Learn Whether or Not You Live in a Foreclosure Judicial State
When you are having financial problems and are considering filing for bankruptcy protection, saving up money to pay for legal fees and still make your living expenses should become your top priority.
Unfortunately, one of the first things that happens to people facing bankruptcy is that you tend to “rob Peter to pay Paul” before you save up anything. As a result, you often become very late on many of your living expenses. All too often you certainly cannot save money.
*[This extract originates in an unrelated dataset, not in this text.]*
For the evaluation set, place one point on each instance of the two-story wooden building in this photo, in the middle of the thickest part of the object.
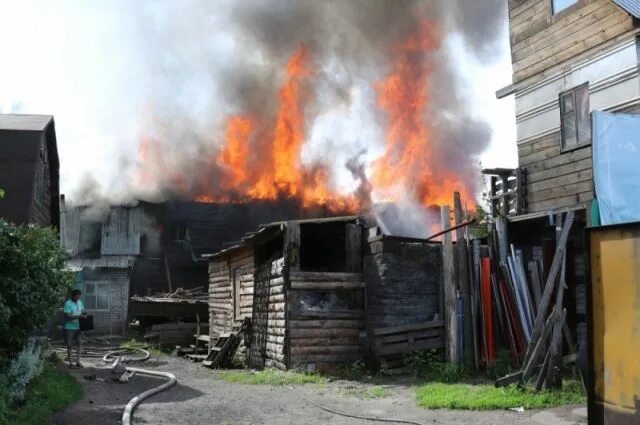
(570, 57)
(29, 169)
The first living expense many facing bankruptcy avoid is your mortgage. When you get behind on your mortgage, you are in default on your payments. Defaulting can cause your mortgage company to foreclose on your property. That means they will legally take back the secured asset, your home, based on the existing foreclosure laws within the state you reside.
There are two kinds of foreclosure states- judicial states and non-judicial states. If you live in a judicial foreclosure state, the mortgage company must go through the court system in order to legally take their secured property to satisfy the debt. Judicial foreclosure states have numerous foreclosure laws to protect the rights of the consumer. Because of these complicated laws and the legal process to implement them, a foreclosure in a judicial state can take as many as several years to complete.
On the other hand, in a non-judicial state, the terms of the contract most often establishes foreclosure procedures, and depending on the terms, the mortgage company need only prove you have defaulted to begin the foreclosure process. This process can be very fast in some states, often taking only months.
If you learn you are in a judicial state, you know you are going to file for bankruptcy protection, and you can estimate the average time it is taking for mortgage companies to go through the process, you can stop making mortgage payments. You will be living rent free until you are legally forced out. By legally doing so, it is a way for you to play the foreclosure game so that you can save money to make necessary expenses until the process comes to a conclusion, enabling you to have a fresh financial start.
Learn the Differences Between Secured and Unsecured Debts
The term foreclosure and repossession applies to secured assets within the bankruptcy legal process. Secured assets are debts that have a legal security, like a lien, tied to the debt. A legal security can also come in the form of a signed legal document where you have promised the creditor that they can retrieve the property if you default on the conditions of the loan. A secured debt is normally not discharged in bankruptcy, but the automatic stay of bankruptcy postpones the collection or retrieval of a secured debt until a specific time.
An unsecured debt is a loan or credit line where the transaction is not backed by a promise of retrieval of the property purchased through the use of the money. Purchasing an asset with the use of a credit card is an example of an unsecured debt.
Recognizing which type of debts you own will help you in determining how to play the foreclosure game. Many bankruptcy lawyers will tell you to stop making payments on unsecured debts the moment you decide to file for bankruptcy protection. This tactic will help you save money and pay necessary expenses up until the bankruptcy is closed.